Am J Physiol. 1994 Jul;267(1 Pt 2):H248-58. doi: 10.1152/ajpheart.1994.267.1.H248.
To clarify the mechanisms underlying cardiac dysfunction after electrical defibrillation, we investigated the effects of direct current field stimulation (10 ms, 1-80 V/cm) on isolated guinea pig papillary muscles. Shocks (S2) > 15 V/cm lowered the plateau height of the S2-induced action potential and inhibited its terminal repolarization. Subsequent responses to basic stimuli (S1, 1.0 Hz) for 1-3 min were characterized by a decrease in the maximum diastolic potential, a shortening of action potential duration, and an increase of the developed tension. With S2 > 30 V/cm, a marked delay in repolarization of the S2-induced action potential was followed by oscillation of membrane potential, resulting in repetitive spontaneous activity and often refractoriness to S1 stimulation. The aftereffects were independent of the phase of S2 application. Most of the aftereffects were preserved in the presence of nifedipine (1 microM) or ryanodine (1 microM). Only sodium channel blockade by tetrodotoxin (10 microM) modified the aftereffects by depressing the generation of spontaneous activity. These findings suggest that strong shocks (> 15 V/cm) will produce abnormal arrhythmogenic responses probably through a transient rupture of sarcolemmal membrane (electroporation) leading to a disturbance of the ionic equilibrium of the myocyte.

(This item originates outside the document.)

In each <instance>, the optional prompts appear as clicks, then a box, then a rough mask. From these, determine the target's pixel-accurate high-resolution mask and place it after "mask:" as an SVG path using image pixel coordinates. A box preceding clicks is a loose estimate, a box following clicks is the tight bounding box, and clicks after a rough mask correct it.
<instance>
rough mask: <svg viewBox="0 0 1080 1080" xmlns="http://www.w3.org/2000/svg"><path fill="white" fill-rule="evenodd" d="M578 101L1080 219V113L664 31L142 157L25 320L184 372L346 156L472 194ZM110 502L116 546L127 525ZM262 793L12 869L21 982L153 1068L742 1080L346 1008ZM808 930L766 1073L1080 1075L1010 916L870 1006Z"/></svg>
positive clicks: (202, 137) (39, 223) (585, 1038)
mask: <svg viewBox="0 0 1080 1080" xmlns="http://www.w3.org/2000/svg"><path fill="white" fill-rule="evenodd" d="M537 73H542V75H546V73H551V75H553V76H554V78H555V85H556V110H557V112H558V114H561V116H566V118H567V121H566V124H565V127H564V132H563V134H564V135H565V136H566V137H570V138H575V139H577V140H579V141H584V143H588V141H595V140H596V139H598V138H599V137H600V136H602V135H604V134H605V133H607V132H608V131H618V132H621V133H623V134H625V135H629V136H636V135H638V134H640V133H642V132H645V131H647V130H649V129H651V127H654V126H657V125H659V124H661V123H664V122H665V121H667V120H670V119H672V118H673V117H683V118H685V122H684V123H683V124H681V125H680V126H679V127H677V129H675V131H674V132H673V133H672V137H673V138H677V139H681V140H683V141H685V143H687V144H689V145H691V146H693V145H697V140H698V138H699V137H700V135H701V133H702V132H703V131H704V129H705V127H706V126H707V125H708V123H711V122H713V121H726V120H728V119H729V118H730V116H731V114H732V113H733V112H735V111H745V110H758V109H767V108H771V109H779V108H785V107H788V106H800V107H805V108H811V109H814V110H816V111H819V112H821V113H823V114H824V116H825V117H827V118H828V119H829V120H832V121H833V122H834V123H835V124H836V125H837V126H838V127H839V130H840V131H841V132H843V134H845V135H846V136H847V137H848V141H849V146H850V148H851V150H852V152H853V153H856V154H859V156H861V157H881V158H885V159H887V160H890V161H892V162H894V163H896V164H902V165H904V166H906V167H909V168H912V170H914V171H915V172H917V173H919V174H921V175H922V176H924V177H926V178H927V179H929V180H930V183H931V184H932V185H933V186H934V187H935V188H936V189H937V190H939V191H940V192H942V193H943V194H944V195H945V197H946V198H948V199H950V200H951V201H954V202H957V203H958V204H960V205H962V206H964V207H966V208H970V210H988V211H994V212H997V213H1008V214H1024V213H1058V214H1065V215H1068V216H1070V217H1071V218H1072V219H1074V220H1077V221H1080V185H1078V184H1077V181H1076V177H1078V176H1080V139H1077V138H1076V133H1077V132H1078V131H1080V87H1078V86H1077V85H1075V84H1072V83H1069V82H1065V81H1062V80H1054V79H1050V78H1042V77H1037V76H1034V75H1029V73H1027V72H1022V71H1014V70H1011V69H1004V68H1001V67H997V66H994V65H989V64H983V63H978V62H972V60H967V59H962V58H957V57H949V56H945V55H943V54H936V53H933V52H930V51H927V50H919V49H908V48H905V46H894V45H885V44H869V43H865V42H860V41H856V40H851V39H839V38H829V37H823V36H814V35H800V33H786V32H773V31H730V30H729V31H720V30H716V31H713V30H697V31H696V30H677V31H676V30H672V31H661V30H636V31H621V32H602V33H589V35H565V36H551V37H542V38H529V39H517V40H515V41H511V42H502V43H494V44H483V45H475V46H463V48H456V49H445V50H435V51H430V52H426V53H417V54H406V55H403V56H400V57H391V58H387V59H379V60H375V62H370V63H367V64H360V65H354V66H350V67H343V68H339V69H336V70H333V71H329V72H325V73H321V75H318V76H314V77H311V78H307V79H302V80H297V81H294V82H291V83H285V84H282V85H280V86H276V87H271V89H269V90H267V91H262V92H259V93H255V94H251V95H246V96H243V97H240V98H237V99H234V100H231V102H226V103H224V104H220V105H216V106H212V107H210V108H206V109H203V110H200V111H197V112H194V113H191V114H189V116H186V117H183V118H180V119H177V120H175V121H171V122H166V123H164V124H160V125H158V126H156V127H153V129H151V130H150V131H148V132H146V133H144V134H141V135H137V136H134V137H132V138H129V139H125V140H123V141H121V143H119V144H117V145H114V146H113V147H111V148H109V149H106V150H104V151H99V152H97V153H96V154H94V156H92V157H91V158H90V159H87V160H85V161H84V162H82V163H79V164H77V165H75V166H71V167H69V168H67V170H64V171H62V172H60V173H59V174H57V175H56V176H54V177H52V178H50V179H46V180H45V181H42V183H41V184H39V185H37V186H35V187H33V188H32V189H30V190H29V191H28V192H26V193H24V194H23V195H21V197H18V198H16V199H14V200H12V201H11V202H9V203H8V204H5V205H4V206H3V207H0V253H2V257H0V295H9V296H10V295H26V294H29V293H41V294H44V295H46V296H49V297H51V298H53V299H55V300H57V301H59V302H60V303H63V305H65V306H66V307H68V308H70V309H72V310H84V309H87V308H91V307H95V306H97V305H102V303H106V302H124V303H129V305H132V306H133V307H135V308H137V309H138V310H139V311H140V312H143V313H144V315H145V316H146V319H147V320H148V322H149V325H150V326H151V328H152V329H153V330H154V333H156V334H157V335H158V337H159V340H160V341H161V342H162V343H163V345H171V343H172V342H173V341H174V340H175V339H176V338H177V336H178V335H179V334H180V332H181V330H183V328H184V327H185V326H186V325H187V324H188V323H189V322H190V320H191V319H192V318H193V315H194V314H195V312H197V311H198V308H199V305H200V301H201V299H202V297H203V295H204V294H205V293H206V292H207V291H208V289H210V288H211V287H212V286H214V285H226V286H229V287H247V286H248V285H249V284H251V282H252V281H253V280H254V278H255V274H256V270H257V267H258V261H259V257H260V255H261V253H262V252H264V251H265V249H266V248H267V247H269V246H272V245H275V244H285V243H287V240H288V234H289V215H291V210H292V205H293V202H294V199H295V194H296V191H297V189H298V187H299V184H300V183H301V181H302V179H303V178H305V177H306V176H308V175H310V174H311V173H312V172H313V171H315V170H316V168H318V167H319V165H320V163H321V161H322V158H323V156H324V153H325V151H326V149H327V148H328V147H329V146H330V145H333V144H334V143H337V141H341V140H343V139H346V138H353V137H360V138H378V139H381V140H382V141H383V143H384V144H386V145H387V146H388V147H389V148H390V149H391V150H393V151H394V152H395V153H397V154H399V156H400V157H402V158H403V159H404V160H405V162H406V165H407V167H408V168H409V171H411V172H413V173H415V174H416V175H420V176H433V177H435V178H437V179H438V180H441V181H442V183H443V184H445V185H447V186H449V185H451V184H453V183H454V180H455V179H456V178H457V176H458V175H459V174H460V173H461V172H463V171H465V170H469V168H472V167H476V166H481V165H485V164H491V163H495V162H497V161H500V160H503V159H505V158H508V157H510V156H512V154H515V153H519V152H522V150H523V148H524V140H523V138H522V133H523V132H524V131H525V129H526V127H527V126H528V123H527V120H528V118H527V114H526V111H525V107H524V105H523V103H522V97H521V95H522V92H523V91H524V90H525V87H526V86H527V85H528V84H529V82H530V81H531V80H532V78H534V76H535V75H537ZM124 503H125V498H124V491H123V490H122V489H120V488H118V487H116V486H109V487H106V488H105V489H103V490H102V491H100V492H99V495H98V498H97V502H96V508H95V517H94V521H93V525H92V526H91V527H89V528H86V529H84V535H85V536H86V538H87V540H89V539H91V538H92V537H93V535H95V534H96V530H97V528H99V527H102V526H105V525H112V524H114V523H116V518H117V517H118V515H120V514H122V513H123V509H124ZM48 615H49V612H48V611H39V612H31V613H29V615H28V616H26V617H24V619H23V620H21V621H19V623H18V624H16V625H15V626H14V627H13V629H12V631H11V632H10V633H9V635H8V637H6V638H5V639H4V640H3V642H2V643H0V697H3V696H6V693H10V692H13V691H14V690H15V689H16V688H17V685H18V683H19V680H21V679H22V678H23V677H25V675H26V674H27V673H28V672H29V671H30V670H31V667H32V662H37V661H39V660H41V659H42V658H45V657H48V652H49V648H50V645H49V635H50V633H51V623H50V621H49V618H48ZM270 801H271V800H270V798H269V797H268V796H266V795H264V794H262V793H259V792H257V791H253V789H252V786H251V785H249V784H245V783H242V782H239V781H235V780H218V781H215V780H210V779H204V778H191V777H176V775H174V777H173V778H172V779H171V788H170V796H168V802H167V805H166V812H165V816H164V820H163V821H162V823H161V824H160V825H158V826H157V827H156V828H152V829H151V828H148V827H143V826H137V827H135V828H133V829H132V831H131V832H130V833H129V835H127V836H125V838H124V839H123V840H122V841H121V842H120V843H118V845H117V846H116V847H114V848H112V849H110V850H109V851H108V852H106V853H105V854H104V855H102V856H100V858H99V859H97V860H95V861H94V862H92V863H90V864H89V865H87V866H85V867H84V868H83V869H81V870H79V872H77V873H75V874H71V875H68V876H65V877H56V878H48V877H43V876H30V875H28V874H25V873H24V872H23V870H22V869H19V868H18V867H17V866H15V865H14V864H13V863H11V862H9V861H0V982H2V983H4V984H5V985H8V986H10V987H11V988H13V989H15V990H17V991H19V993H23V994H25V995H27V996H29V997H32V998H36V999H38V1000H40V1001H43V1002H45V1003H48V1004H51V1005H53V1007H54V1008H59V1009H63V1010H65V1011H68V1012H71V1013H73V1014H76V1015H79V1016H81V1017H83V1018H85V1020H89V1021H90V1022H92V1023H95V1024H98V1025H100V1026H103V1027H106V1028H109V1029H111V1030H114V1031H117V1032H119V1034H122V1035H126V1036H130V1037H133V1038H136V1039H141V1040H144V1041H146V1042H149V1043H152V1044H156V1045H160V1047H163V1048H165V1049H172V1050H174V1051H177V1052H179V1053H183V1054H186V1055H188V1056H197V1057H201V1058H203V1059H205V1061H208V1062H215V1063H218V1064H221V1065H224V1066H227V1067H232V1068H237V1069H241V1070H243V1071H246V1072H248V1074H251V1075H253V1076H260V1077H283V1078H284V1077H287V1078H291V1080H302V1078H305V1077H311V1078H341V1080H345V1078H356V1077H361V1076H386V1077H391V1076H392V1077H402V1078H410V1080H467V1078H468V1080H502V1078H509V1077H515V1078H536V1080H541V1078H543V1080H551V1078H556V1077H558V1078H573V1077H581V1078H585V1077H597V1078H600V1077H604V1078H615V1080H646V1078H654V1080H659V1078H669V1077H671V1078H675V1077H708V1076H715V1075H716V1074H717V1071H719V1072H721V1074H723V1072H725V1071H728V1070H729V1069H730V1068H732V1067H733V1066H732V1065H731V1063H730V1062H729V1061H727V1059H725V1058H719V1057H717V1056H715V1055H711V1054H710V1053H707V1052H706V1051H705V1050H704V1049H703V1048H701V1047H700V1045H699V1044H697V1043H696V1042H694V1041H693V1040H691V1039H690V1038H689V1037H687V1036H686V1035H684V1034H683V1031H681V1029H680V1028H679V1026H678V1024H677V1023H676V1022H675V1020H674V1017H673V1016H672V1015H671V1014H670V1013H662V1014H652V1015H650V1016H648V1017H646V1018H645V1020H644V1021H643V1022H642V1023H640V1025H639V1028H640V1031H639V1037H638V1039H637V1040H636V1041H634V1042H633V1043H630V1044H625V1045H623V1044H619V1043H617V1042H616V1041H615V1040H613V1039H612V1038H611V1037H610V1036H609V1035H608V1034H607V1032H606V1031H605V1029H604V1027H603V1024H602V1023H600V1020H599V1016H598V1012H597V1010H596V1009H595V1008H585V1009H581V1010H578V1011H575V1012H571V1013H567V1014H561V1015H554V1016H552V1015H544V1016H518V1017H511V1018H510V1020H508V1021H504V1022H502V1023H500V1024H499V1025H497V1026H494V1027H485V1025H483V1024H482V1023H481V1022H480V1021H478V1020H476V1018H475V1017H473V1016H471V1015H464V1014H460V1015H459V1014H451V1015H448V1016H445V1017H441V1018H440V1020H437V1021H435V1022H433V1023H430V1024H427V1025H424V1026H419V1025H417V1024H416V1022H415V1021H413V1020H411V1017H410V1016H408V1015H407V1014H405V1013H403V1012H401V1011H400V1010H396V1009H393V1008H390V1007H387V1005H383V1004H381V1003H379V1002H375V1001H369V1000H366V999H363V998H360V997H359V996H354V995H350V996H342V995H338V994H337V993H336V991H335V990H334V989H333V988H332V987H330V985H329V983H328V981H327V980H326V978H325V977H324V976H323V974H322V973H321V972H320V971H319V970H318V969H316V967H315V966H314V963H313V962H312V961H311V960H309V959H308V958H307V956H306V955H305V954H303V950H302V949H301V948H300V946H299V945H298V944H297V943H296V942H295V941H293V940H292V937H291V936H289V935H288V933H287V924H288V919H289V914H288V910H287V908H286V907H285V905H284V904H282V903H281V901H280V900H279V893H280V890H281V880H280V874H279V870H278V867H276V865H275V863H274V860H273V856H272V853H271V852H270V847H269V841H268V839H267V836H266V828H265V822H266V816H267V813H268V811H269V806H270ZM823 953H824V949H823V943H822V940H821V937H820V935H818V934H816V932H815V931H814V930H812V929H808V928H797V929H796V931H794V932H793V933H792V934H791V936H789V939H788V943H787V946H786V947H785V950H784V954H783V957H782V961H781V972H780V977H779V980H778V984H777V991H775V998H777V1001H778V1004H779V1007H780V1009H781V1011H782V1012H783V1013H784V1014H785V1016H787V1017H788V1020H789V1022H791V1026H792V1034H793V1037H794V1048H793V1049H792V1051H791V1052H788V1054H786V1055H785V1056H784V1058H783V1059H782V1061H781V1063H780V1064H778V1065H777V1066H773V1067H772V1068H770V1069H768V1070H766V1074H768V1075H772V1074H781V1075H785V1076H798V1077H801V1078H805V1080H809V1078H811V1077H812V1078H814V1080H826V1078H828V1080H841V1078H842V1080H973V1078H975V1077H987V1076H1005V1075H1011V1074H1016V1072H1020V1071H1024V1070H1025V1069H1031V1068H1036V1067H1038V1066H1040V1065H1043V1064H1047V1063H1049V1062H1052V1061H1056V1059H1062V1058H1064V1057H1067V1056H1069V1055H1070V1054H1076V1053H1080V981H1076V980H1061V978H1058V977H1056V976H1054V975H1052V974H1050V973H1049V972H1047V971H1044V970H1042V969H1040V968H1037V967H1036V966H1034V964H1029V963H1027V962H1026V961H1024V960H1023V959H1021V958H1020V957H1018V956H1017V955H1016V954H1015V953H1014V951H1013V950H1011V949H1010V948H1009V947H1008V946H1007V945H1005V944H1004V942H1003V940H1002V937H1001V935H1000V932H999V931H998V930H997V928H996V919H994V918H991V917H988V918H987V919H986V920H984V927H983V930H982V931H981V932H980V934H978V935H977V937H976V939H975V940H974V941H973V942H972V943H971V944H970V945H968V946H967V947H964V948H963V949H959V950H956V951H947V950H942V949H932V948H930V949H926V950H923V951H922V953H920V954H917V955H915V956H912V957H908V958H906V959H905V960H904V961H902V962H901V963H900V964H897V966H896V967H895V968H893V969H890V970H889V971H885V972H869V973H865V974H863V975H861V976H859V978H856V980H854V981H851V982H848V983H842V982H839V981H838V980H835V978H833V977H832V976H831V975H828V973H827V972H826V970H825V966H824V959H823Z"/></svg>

为阐明电除颤后心脏功能障碍的潜在机制,我们研究了直流电场刺激(10毫秒,1 - 80伏/厘米)对离体豚鼠乳头肌的影响。强度大于15伏/厘米的电击(S2)会降低S2诱导动作电位的平台期高度,并抑制其终末复极化。随后对基础刺激(S1,1.0赫兹)持续1 - 3分钟的反应表现为最大舒张电位降低、动作电位时程缩短以及张力增加。当S2大于30伏/厘米时,S2诱导动作电位的复极化明显延迟,随后膜电位振荡,导致重复性自发活动,且常对S1刺激产生不应性。这些后效应与施加S2的相位无关。在硝苯地平(1微摩尔)或ryanodine(1微摩尔)存在的情况下,大部分后效应得以保留。只有河豚毒素(10微摩尔)阻断钠通道通过抑制自发活动的产生来改变后效应。这些发现表明,强电击(大于15伏/厘米)可能通过肌膜的短暂破裂(电穿孔)导致心肌细胞离子平衡紊乱,从而产生异常的致心律失常反应。